Apple (Malus domestica), a globally cultivated pome fruit, is highly valued for its rich nutritional composition and distinctive flavor profile, which makes it a crucial agricultural commodity (Hu Z. et al., 2025). The nutritional quality and sensory characteristics of apples are primarily determined by their soluble solids content (SSC), ascorbic acid (vitamin C, VC), and soluble protein (SP) levels (Hu et al., 2024). Conventional methods for quantifying these parameters include refractometry for SSC (Vega-Castellote et al., 2024), high-performance liquid chromatography (HPLC) or 2,6-dichlorophenolindophenol (DCPIP) titration for VC (Hao et al., 2025), and the Bradford colorimetric assay for SP (Chen et al., 2025). However, these methods are destructive, labor-intensive, and unsuitable for large-scale, continuous postharvest quality monitoring.

Hyperspectral imaging (HSI) is an intelligent non-destructive detection method that has emerged as a promising technique in recent years, with advantages of rapid, cost-effective, and non-invasive analysis (Huang et al., 2025). The HSI technique integrates spatial-spectral signatures with chemometric modeling to facilitate simultaneous prediction of multiple quality metrics, and it has been successfully applied to apples (Razavi et al., 2025b), bananas (Sripaurya et al., 2021), citrus (Jiang et al., 2025), peaches (Chen et al., 2024), and cherries (Zheng et al., 2025). Despite these advantages, Bai et al. demonstrated that HSI models suffer from generalization decay when applied across apple varieties, geographical origins, or growing seasons due to environmental heterogeneity (Bai et al., 2019).

Traditional HSI modeling relies on partial least squares regression (PLSR) and support vector machines (SVM) (Zeng et al., 2024; Günaydın et al., 2025; Razavi et al., 2025a), which require extensive spectral preprocessing and manual feature selection. These methods lack adaptive learning capabilities and are inadequate for high-dimensional spectral-spatial data. Deep learning (DL) architectures, particularly convolutional neural networks (CNNs), have revolutionized chemometrics, as they enable end-to-end extraction of hierarchical non-linear features from raw hyperspectral cubes and eliminate dependency on manual preprocessing (Mansuri et al., 2022; Yuan et al., 2025). Comparative studies have confirmed that CNNs are superior to linear methods in complex spectral-spatial decoding tasks (Kaur et al., 2024; Sun et al., 2025; Wang et al., 2025).

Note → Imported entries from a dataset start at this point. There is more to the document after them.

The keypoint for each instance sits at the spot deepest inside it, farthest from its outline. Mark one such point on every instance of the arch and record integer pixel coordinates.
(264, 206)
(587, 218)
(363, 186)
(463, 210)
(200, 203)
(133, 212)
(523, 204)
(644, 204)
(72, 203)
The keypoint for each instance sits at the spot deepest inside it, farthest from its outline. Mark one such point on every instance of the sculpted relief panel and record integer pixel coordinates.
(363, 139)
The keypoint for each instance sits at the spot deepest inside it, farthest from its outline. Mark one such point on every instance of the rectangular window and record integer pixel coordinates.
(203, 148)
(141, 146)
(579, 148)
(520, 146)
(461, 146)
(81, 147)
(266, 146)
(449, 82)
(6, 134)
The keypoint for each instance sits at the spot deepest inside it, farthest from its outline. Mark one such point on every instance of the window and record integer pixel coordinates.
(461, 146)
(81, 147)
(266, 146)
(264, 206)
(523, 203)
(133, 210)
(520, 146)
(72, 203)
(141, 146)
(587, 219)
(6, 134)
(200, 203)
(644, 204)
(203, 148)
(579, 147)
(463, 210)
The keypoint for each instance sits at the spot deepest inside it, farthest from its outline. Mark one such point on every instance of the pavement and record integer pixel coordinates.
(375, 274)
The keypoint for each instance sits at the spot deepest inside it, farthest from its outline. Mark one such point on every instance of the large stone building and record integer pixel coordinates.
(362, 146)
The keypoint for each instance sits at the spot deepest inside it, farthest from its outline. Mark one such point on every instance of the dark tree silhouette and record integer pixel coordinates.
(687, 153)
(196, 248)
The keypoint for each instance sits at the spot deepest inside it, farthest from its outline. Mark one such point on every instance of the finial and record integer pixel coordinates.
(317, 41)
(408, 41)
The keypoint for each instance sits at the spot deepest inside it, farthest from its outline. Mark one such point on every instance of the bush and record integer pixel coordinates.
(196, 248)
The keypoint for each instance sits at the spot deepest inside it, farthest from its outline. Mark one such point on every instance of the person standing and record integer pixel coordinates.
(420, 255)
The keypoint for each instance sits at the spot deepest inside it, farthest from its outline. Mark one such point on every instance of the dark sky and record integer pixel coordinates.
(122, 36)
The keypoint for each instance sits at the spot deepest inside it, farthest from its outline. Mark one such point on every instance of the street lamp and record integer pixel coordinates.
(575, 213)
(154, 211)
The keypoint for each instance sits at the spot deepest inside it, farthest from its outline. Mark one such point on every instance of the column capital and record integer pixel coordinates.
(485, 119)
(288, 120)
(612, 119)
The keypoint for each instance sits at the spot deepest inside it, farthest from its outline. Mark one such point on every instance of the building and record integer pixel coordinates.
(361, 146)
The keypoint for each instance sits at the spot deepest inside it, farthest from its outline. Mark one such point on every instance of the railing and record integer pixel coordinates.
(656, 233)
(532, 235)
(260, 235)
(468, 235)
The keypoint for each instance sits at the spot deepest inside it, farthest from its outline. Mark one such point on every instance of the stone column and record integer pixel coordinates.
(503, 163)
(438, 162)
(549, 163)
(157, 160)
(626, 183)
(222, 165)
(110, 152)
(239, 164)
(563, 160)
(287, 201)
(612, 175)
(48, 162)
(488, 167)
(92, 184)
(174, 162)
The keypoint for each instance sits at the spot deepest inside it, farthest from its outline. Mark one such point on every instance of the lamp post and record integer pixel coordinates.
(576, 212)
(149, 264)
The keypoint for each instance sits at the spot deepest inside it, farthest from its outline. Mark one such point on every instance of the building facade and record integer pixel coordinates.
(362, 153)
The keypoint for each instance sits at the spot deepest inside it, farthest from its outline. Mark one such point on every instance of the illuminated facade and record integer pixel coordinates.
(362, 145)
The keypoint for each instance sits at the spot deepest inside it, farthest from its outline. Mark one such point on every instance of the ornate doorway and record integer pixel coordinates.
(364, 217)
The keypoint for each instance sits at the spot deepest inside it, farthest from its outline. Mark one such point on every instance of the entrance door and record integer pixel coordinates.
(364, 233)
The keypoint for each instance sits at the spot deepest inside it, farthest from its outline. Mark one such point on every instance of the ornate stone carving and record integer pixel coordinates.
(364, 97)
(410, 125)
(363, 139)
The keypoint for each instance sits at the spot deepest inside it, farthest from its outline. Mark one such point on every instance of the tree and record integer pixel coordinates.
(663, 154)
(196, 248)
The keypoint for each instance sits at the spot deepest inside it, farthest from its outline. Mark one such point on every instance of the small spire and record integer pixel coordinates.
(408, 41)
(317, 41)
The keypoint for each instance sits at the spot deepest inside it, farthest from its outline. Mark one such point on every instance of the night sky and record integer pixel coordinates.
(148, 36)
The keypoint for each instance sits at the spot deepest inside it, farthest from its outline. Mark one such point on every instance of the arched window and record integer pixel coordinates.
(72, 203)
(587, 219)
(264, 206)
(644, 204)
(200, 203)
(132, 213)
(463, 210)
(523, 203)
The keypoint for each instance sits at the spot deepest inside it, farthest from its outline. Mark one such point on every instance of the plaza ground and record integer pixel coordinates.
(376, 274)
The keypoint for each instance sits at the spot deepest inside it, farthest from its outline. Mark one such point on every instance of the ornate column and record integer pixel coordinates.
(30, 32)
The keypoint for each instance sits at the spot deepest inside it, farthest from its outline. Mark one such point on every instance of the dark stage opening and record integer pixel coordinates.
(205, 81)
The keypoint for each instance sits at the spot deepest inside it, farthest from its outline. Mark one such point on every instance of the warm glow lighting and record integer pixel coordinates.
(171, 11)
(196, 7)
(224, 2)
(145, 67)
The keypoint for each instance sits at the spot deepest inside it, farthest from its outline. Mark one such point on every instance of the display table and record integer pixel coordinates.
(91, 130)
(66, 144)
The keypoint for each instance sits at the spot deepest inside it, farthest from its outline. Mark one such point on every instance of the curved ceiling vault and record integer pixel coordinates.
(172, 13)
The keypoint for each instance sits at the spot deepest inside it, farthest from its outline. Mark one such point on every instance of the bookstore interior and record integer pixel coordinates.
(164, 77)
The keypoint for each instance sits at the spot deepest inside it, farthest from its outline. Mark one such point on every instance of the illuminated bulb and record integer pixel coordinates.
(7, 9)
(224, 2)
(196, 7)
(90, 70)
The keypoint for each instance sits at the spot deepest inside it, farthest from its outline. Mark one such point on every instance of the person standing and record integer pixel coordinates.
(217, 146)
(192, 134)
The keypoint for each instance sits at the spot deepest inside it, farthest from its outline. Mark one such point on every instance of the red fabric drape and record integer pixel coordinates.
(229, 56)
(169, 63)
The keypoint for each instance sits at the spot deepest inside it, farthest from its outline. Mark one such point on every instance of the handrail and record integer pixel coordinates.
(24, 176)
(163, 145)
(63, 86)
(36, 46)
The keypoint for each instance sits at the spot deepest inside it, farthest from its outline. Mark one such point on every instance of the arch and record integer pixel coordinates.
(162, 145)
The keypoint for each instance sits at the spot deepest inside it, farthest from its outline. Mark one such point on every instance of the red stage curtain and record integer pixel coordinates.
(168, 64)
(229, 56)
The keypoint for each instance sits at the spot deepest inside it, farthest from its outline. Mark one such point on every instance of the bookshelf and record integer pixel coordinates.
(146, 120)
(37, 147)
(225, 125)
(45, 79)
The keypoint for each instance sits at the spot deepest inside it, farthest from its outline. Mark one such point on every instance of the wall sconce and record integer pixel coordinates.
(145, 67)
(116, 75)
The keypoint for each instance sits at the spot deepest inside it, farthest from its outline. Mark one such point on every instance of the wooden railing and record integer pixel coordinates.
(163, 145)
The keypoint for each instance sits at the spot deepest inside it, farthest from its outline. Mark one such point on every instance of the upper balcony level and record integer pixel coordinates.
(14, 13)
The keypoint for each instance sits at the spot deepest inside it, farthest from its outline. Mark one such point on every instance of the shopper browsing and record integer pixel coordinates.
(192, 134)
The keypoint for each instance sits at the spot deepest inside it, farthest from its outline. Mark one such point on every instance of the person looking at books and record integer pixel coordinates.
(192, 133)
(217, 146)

However, CNNs primarily capture local features and are less effective at modeling the sequential nature of spectral data, which often exhibit long-range dependencies along the wavelength axis. To address this, we further introduce Bidirectional Gated Recurrent Units (BiGRUs) to enhance the model’s ability to learn contextual spectral information in both forward and backward directions (Feng et al., 2023). BiGRUs are particularly suitable for hyperspectral applications because they effectively capture temporal relationships across spectral bands while maintaining a lightweight structure. Compared with traditional recurrent networks like LSTMs, BiGRUs have fewer parameters, faster convergence, and are more computationally efficient, which makes them advantageous for applications with limited sample sizes and real-time processing requirements. These characteristics make BiGRUs not just a convenient choice, but a functionally appropriate one for modeling spectral sequences in agricultural products. For instance, Jiao et al. reported a 97.54% accuracy in maize moisture prediction using a temporal convolutional network-BiGRU (TCN-BiGRU) hybrid model, which outperformed standalone CNNs (Yang et al., 2025). Li et al. achieved a 99.21% classification accuracy for Panax quinquefolius origin tracing (Li et al., 2025), and Hu et al. improved rice yield prediction by combining CNNs with spectral attention (Hu T. et al., 2025). Although existing studies predominantly focused on single-origin or single-variety predictions (Li et al., 2018; Fan et al., 2019; Guo et al., 2023), integrated frameworks that address cultivar, geographical, and seasonal variability remain underexplored. Thus, robust, universally applicable models need to be developed to advance the HSI technology in practical agricultural settings.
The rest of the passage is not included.